= Two for the Show (musical) =

Two for the Show is a musical revue with sketches and lyrics by Nancy Hamilton and music by Morgan Lewis. The production was conceived by John Murray Anderson.

==Production==
The musical opened on Broadway at the Booth Theatre on February 8, 1940, and closed on May 25, 1940, after 124 performances. It was produced by Gertrude Macy and Stanley Gilkey. Scenic design and costumes were made by Raoul Pène Du Bois; vocal arrangements were by Harold Cooke, with orchestrations by Hans Spialek and Don Walker. Directed by John Murray Anderson, the sketches were directed by Joshua Logan with musical staging by Robert Alton.

The original cast included William Archibald, Eve Arden, Virginia Bolen, Frances Comstock, Norton Dean, Alfred Drake, Brenda Forbes, Nadine Gae, Willard Gary, Richard Haydn, Eunice Healy, Betty Hutton, Kathryn Kimber, Dean Norton, Richard Smart, Robert Smith, Tommy Wonder, and Keenan Wynn.

The sketches "The Age of Innocence" and "Cookery" were written by Richard Haydn. The most notable song introduced in the show was "How High the Moon," which subsequently has been recorded by many pop and jazz artists, becoming a well-known standard.

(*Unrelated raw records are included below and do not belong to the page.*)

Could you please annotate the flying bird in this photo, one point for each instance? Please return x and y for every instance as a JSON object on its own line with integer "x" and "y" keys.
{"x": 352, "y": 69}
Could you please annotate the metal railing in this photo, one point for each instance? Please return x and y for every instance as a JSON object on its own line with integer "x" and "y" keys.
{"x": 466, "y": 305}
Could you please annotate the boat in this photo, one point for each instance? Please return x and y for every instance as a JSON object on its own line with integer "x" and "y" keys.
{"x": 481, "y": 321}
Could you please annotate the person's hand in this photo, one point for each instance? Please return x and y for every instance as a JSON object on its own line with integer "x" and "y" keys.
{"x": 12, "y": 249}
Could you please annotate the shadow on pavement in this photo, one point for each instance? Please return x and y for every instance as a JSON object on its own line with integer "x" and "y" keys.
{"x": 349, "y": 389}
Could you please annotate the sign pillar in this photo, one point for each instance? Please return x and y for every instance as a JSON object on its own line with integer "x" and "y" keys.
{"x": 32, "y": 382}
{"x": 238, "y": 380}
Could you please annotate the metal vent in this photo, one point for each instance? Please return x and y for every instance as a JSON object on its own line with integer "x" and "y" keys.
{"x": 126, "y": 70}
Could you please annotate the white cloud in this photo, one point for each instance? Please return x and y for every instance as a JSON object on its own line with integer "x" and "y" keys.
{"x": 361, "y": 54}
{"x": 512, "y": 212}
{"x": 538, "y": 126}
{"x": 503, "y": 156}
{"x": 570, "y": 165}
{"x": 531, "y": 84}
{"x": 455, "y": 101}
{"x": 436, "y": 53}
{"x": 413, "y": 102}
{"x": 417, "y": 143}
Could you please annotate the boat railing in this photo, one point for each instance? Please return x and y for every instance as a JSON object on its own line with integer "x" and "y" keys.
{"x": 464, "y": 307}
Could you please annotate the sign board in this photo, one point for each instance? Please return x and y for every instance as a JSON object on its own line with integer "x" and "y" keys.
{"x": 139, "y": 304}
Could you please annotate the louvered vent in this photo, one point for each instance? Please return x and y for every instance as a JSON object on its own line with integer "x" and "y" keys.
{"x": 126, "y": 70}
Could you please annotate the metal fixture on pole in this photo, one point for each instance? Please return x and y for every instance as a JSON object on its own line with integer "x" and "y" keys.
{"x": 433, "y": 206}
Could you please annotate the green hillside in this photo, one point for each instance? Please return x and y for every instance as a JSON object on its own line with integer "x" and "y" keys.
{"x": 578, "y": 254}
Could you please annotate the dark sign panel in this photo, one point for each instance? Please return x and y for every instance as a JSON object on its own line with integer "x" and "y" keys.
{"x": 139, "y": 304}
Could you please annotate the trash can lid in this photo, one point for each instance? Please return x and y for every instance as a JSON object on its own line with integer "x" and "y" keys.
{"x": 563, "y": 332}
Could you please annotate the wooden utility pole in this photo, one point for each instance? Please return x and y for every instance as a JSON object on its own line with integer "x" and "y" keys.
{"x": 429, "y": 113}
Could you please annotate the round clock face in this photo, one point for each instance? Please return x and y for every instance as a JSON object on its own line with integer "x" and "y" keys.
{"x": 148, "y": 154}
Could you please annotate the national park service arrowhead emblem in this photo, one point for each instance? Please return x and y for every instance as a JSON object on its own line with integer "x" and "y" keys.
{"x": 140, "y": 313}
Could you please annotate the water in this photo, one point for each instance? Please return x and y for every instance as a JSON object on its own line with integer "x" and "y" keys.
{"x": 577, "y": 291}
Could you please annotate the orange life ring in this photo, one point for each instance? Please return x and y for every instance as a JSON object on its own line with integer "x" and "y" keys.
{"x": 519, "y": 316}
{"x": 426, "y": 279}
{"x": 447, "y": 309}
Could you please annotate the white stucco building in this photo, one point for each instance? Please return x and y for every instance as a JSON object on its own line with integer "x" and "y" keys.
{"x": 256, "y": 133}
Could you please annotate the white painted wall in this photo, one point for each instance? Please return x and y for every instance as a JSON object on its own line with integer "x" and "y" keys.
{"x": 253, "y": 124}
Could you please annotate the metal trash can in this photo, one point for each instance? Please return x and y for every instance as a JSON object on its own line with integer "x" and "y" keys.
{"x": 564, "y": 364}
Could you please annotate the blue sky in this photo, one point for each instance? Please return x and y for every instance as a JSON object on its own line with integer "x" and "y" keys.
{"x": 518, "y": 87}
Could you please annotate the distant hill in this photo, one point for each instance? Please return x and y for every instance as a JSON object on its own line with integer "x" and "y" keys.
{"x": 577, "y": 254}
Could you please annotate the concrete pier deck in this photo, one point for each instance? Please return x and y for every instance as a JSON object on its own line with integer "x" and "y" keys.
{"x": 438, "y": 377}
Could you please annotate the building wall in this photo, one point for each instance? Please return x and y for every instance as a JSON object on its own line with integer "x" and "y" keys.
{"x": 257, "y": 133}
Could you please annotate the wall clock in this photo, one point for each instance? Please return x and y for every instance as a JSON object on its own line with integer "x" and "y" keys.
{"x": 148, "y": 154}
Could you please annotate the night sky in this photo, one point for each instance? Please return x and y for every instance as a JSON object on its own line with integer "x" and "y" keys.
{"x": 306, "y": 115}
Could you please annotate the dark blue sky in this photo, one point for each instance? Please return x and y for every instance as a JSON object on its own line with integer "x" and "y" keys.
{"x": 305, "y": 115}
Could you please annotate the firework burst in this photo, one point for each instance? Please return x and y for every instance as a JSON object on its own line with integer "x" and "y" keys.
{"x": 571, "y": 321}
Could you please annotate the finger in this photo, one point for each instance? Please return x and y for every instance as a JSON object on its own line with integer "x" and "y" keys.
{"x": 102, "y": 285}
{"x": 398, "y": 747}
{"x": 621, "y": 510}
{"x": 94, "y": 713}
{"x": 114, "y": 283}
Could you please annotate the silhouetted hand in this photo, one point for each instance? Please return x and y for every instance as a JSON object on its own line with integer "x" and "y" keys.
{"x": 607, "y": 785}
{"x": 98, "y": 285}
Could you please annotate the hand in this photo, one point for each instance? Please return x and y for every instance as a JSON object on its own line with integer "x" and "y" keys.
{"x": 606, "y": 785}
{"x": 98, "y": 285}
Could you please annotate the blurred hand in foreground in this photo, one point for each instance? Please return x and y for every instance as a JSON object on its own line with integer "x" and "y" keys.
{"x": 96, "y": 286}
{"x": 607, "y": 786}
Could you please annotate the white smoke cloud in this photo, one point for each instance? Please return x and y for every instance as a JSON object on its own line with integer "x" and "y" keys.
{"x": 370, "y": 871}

There were two other revues in this series, all conceived and directed by John Murray Anderson: One for the Money (February 4, 1939 – May 27, 1939), and Three to Make Ready (March 7, 1946 – December 14, 1946).

==Songs==
- Act 1
- Calypso Joe
- This 'Merry' Christmas
- That Terrible Tune
- Destry Has Ridden Again
- How High The Moon - Alfred Drake, Virginia Bolen, Norton Dean, Eunice Healy, Kathryn Kimber, Richard Smart, Robert Smith, Tommy Wonder
- That Terrible Tune
- That Terrible Tune
- A House With a Little Red Barn
- The All-Girl Band
- Act 2
- Where Do You Get Your Greens?
- At Last It's Love
- Song of Spain
- Fool for Luck
- Goodnight, Mrs. Astor

==Critical response==
In his review for The New York Times, Brooks Atkinson called the successor to last year's revue a "very pleasant evening...little in size and breezily acted." He felt that Nancy Hamilton's sketches were more clever than entertaining, but were more professional than in the previous revue. He praised Richard Haydn's "limp mannerisms and gasping speech." Especially noted was "fresh and antic" Betty Hutton, "who dances like a mad sprite and sings breathlessly as though she enjoys it."